Fact-Checking Lightning Round
Did Gianni Versace really come out of the closet in a 1995 Advocate profile? Not really. Even as a provincial teen, Gianni ran in gay circles. In the 80s, he installed his partner Antonio d’Amico in a position of power at Versace; they attended gay clubs, together and separately, all over the world and double-dated with Elton John. There were often naked men in Versace ads. In the spring of 1995, he published a photo book called Men Without Ties that might as well have been titled Men Without Shirts. So when Brendan Lemon (the reporter seen in the episode) profiled him for the July issue of The Advocate, he took Versace’s queerness as a given. The piece is still an interesting read, though; Versace introduces Antonio as his “companion,” and there’s an aside about Antonio—who, as we know, didn’t get along with Versace’s sister—calling Donatella the “queen of the gays.” Versace also offers thoughts on male beauty.

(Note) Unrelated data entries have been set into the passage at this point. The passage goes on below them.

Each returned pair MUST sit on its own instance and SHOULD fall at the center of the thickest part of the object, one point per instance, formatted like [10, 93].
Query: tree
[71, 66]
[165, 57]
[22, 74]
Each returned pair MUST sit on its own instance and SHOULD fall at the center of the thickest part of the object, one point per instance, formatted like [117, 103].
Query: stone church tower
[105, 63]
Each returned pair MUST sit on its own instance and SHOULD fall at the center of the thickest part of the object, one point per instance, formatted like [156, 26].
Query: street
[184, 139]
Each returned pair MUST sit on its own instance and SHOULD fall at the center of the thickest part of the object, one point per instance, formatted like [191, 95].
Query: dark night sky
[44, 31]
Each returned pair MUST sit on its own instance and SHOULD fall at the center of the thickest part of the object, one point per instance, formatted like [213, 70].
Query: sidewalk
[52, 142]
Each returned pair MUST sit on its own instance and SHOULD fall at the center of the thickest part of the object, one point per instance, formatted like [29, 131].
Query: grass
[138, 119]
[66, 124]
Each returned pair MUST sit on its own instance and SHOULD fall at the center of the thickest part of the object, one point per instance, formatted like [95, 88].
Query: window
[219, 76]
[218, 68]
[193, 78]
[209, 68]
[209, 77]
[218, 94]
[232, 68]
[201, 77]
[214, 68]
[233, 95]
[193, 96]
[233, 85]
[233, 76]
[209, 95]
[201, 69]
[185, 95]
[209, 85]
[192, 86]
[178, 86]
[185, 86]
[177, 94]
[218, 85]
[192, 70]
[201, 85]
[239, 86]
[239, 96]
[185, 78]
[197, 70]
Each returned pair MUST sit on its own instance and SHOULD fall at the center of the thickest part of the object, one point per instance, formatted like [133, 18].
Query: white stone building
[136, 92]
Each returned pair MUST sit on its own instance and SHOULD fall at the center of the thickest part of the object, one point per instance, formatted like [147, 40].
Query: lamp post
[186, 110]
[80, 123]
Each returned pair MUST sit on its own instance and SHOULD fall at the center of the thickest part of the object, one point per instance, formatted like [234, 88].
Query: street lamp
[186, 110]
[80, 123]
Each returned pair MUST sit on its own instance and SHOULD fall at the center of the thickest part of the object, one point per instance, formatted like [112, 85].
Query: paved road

What was that about Perry Ellis? Poor Penélope Cruz, forced once again to deliver all the exposition. Considering that Gianni was for all intents and purposes out in the 90s, it’s hard to imagine Donatella begging him to stay closeted for the sake of the business. But the story she told about Perry Ellis is, unfortunately, mostly true. When he came out to greet the audience at the end of his fall 1986 fashion show, the designer had to be supported by two assistants. He tried and failed to walk down the runway. Forty-six-year-old Ellis died weeks later, and although his cause of death was listed as viral encephalitis, it was clear he’d been ill with AIDS. That summer, New York magazine published a sad and fascinating cover story investigating his life and death. Sales slipped after Ellis’s passing, as Donatella mentions, although a 1988 Times article suggests the culprit was “lackluster collections.”
What was supposed to be going on between David Madson and Jeff Trail? Your guess is as good as mine. We heard them arguing over whether Andrew “knew” about them. We heard Andrew accuse them of sneaking around behind his back. We saw a photo of the men together in Jeff’s bedroom. I’m not sure whether Smith wants us to believe they were secretly seeing each other or demonstrate why Andrew might have, in his paranoid state, decided that was the case. Either way, in real life, Madson was dating a few different guys when Cunanan arrived for his final visit, and Trail spent the weekend with a boyfriend, not his pregnant sister.